Rozdział 1

69 5 28
                                    

Leżałem w łóżku przykryty kocem, do mojego pokoju wpadły promienie światła, które sprawiły że obudziłem się pół przytomny. Jednak po chwil wstałem i zabrałem telefon żeby sprawdzić która godzina była 6:40 musiałem pójść zacząć się powoli szykować do szkoły. Przy wejściu do szkoły prawie natychmiast zauważyłem Masona i Coreya gadających ze sobą.

- część Liam! Wykrzyknął Mason odwracając głowę w mojac stronę i uśmiechając się

Ogarnęło mnie zmęczenie zmieszane z radością na widok przyjaciół szczerzących się do siebie i swabonie rozmawiając

- hej Mason, Corey. Odpowiedziałem po chwili - co tam?
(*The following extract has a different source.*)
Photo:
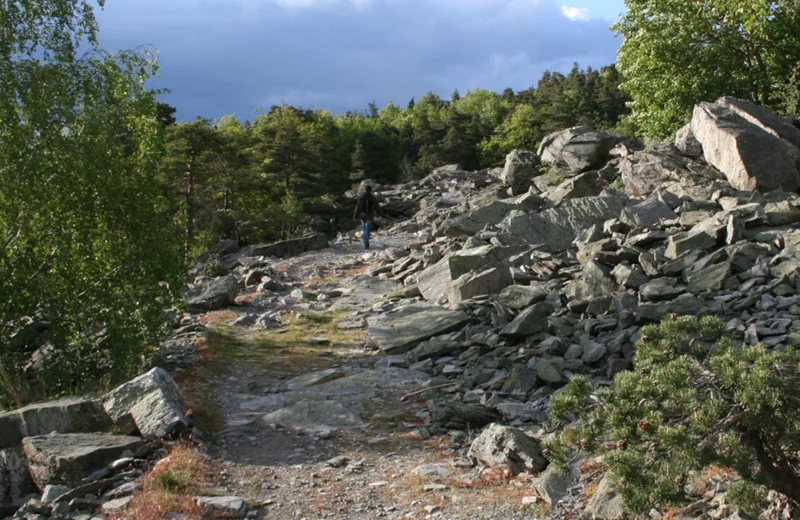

-dobrze, ale nie sądzisz że coś ostatnio jest nie tak? Zapytał czarno skóry chłopaka

- właśnie. Zgodził się Corey

- co macie na myśli? Zapytałem zdziwiony

- Ostatnio w Beacone Hills dzieją się różne rzeczy jak nowi łowcy, dużo rannych wilkołaków i innych nadprzyrodzonych istot, coraz więcej poszkodowanych zmierza do szpital... Zakończył bo zdał sobie sprawę że powiedział za dużo

- skąd wiesz że poszkodowani to istoty nadprzyrodzione? Zapytałem niepewnie

Chłopak przez chwilę nie odpowiadał po jego minie można było wywnioskować ze szuka odpowiednich słów kiedy zorientował się że na niego patrzę spóścił głowę na swoje buty jakby na nich był napisany tekst, który musi przekazać.

- byliśmy u Melissy i powiedziała że do szpitala przywieziono conajmniej 14 nadprzyrodzonych. Niektórzy z nich mieli na sobie mordownik, myślimy że większość to wilokołaki ponieważ nie dawno weszli do szpitala cali we krwi a jak lekarze ich znowu przebadali byli zdziwieni bo z poważnych ran zostało małe przecięcie na ich ciele. Tym razem odpowiedział Corey

Liam stał. Jak wryty do ziemi nie było wątpliwości że ofiary to wilkołaki albo coś innego nadprzyrodzonego , inaczej jak wytłumaczyć niewiarygodną szybkość z jaja ich ranny się zagoiły i kule z mordowbikiem w środku. Liam zaczął zazdrościć Scotowi, Wyjechał jest na studiach nie musi się martwić co teraz dzieje się wokół jego i młodszych przyjaciół, ale otrząsnął się kiedy czół zmartwione spojrzenia przyjaciół

- To co robimy. Zapytał Mason

- Nie możemy od razu szukać łowców to zbyt niebezpieczne i na razie wiemy zbyt mało żeby zaryzykować jedyne co możemy zrobić to być ostrożnym i czujnym, starajcie się nie wychylać a jak coś znajdziecie powiedzicie mi o tym, jak dostaniemy wiecej informacji postaram się wymyśleć inny plan ale na razie nie oczekujcie nic więcej.

Corey i Mason pochylili głowy na znak zgody.